Home

A systematic approach to measuring user engagement

Overview

As part of a product analytics function, I designed and built an end-to-end client health scoring system that measures platform engagement across the full licensee base. The system ingests raw behavioural data from Pendo, runs it through an automated multi-step pipeline, and produces a set of 0–100 scores. These scores tell account teams how engaged each client is, how that compares to the rest of the base, and whether engagement is trending up or down.

The project spanned data engineering, statistical methodology, and stakeholder communication, from writing the Python pipeline to documenting the scoring model in plain language for non-technical audiences.

The Problem

With no systematic way to assess whether a client was getting meaningful value from the platform, account teams were working from intuition, anecdotal signals, and ad hoc data pulls, which made it hard to have data-backed conversations about adoption gaps.

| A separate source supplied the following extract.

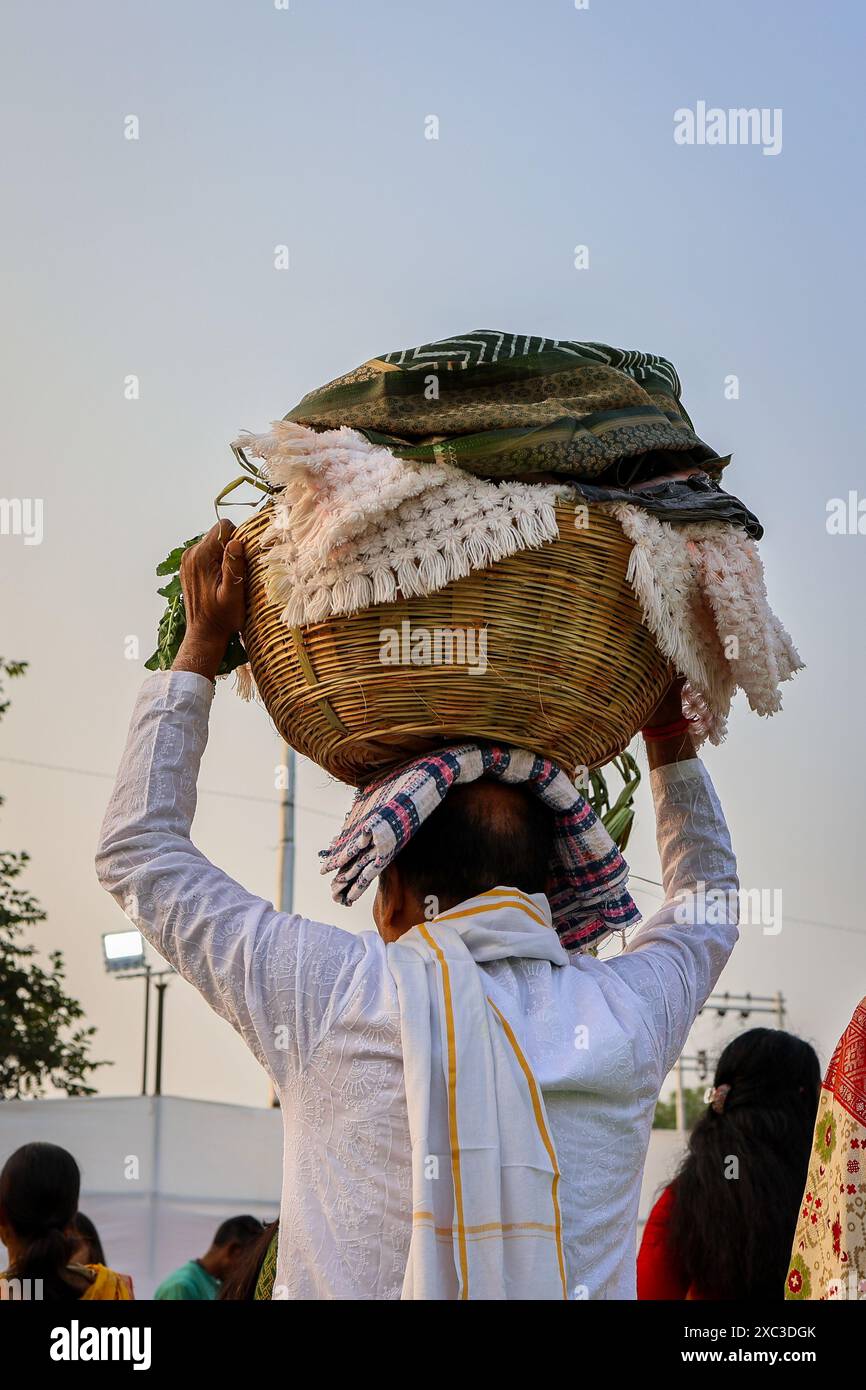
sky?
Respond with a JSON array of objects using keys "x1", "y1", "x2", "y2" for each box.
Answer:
[{"x1": 1, "y1": 0, "x2": 864, "y2": 1108}]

The underlying data existed. Pendo was capturing feature-level engagement across hundreds of clients every month. But it lived in wide-format exports with inconsistent column naming, no product area grouping, and no normalization for account size. A large client with many users would always look more engaged than a smaller one, regardless of how deeply either was actually using the platform. There was no way to make a fair comparison.

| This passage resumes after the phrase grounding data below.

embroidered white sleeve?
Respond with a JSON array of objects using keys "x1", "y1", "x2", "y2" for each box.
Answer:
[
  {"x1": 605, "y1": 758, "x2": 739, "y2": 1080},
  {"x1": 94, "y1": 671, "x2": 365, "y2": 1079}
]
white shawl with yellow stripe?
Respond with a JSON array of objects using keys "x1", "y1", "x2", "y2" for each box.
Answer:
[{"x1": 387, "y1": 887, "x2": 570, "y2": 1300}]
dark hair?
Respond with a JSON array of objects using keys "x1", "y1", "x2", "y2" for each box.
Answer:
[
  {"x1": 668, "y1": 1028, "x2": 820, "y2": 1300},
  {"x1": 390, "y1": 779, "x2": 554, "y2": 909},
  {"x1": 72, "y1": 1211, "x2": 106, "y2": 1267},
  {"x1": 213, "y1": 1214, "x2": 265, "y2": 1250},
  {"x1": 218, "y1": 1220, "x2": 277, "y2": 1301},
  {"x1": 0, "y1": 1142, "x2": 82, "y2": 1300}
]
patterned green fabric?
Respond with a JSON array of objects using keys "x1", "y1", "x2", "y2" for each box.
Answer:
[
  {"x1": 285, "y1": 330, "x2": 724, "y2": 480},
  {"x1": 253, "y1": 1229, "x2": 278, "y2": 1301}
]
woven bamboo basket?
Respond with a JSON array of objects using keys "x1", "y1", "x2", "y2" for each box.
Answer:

The gap wasn't data, it was a structured way to turn that data into a signal that account teams could act on.

I built a five-step automated pipeline in Python that takes raw Pendo exports and produces a clean, analysis-ready scoring file with no manual intervention between steps.

The pipeline handles column standardization, metadata removal, a product area lookup join, engagement aggregation by client and month, and finally the index calculation itself. Each script is modular and can be run independently, but a single pipeline runner chains them in order and manages the folder structure automatically.

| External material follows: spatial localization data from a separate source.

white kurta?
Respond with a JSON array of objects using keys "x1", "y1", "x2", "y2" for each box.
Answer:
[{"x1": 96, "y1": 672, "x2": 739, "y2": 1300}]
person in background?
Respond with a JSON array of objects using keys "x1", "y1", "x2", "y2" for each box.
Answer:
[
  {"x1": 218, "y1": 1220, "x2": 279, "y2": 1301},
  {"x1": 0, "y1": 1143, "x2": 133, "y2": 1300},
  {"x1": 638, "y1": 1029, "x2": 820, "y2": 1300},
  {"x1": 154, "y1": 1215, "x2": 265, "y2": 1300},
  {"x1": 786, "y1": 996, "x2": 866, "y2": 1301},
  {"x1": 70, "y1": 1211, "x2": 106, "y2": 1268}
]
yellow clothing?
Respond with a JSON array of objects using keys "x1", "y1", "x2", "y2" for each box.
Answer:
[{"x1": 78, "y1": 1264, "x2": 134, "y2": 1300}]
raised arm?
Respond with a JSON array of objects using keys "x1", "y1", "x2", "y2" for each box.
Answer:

The scoring methodology was designed to solve the size-normalization problem directly. Rather than scoring on raw engagement volume, the score uses inverse coefficient of variation weighting across product areas, giving more weight to areas with consistent engagement signals across the base, and then converts the result to a percentile rank. A score of 70 means that licensee is more engaged than 70% of all clients, regardless of how many users they have.

Approach

The system produces the following indices:

Total engagement and per-user engagement, each split across:
- all users, external (client) users, and internal users. It also calculates
Momentum features
Engagement trend versus a rolling three-month average
Month-over-month change in active product areas
Month-over-month change in unique visitors

Results

The score gives account teams a proactive tool for client retention that didn't exist before. Instead of waiting for a renewal conversation to surface adoption concerns, teams can now identify clients with declining scores or negative momentum months in advance and intervene with targeted outreach or enablement support.

The percentile-based scoring model means comparisons are fair across the full client base, a 200-seat enterprise and a 10-seat SMB are evaluated on the same relative scale. The per-user indices in particular surface clients who look engaged in aggregate but where individual usage is thin, a pattern that's often a precursor to churn.

The automated pipeline reduced what was previously an ad hoc, multi-hour manual process to a single script execution. It's repeatable quarter over quarter with no rework, and because each step is modular, individual components can be updated, new product area mappings, additional date ranges, different source segments, without touching the rest of the system.